Activists say they will disrupt the scheduled opening of the Datteln-4 power station in June.
Leading German environmental campaigner Luisa Neubauer, 23, last week asked the Fridays for Future movement to target the site and demand the government close it.
Coal still generates about a third of Germany’s electricity although it plans to abandon the dirtiest of fossil fuels by 2038.
Uniper says the €1.5-billion power station will be one of Germany’s last operating coal plants.
The United Nations Environment Programme’s Production Gap study says major fossil-fuel producing countries plan to extract more coal, oil and gas than can be burned if catastrophic climate change is to be avoided.
“It’ll be an own goal for Uniper to open it,” said Dirk Jansen of the environmental group Bund Friends of the Earth Germany.
“You have to see that Uniper’s existing coal-fired plants are not running at full capacity,” the environmentalist said. “Last year, average utilisation levels hovered around 25 per cent only, meaning an average of only 919 megawatts of market output — Datteln-4 would have a net capacity of 1,055 megawatts and because of specific contracts with [rail operator] Deutsche Bahn and others, utilisation is bound to be high.”
The closure of some of Uniper’s older coal-fired power stations is set to lead to a strengthening of the utility’s gas operations.
“Uniper says it wants to convert some of its facilities to gas in the process,” Jansen said.
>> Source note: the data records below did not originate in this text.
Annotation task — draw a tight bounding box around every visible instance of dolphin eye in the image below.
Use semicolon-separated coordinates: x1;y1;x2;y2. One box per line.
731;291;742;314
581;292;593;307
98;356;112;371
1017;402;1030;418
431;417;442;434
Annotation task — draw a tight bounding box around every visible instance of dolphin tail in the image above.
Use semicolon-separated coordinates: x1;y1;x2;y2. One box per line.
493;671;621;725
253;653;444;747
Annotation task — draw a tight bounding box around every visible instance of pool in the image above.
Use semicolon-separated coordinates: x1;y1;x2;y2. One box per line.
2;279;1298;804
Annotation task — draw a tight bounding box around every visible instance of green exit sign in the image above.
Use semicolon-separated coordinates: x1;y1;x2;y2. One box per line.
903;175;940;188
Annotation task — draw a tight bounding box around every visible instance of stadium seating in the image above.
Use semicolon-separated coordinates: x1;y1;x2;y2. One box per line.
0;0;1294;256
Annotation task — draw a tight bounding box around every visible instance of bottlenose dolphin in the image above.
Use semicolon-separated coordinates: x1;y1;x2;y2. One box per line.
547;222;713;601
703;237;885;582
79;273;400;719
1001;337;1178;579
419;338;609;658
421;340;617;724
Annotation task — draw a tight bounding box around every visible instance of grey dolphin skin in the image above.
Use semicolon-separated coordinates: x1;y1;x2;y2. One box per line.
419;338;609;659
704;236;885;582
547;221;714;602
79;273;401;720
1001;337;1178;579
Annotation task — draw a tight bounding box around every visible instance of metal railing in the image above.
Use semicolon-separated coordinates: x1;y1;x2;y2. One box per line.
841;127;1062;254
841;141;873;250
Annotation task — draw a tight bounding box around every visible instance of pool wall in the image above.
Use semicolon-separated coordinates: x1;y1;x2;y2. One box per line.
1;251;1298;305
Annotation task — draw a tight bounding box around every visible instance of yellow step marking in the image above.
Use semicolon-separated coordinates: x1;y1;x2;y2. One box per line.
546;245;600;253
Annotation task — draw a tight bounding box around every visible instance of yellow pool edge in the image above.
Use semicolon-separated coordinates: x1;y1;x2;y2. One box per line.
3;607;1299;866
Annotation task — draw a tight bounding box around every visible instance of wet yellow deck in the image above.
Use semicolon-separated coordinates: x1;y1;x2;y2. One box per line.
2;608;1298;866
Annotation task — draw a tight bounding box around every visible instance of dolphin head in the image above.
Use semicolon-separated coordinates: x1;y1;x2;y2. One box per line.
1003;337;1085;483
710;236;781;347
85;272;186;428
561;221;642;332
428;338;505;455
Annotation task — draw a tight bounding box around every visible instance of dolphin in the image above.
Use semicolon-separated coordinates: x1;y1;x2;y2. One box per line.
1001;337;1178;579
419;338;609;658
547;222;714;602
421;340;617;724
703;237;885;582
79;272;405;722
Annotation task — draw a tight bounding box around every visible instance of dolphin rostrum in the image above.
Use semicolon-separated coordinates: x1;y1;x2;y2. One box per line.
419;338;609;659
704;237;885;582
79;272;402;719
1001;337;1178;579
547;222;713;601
But while gas power is less polluting than coal, it is still environmentally damaging, he added.
The Datteln-4 power station near Dortmund was due to open in 2011 and is now over budget because of problems with the grid connection.
Construction of Datteln-4 began in 2007 when abandoning coal was not on the political agenda. The power station is currently undergoing tests in preparation for its planned June opening.
Uniper says the new plant will have lower carbon emissions than older plants, adding that it should run until close to the 2038 coal deadline.
“There is understanding from the government that it makes sense to turn on the most efficient plant,” said Uniper chief executive Andreas Schierenbeck in November.
Berlin in early 2019 approved €40 billion in aid to the country’s four main coal regions to alleviate the impact of the coal phaseout.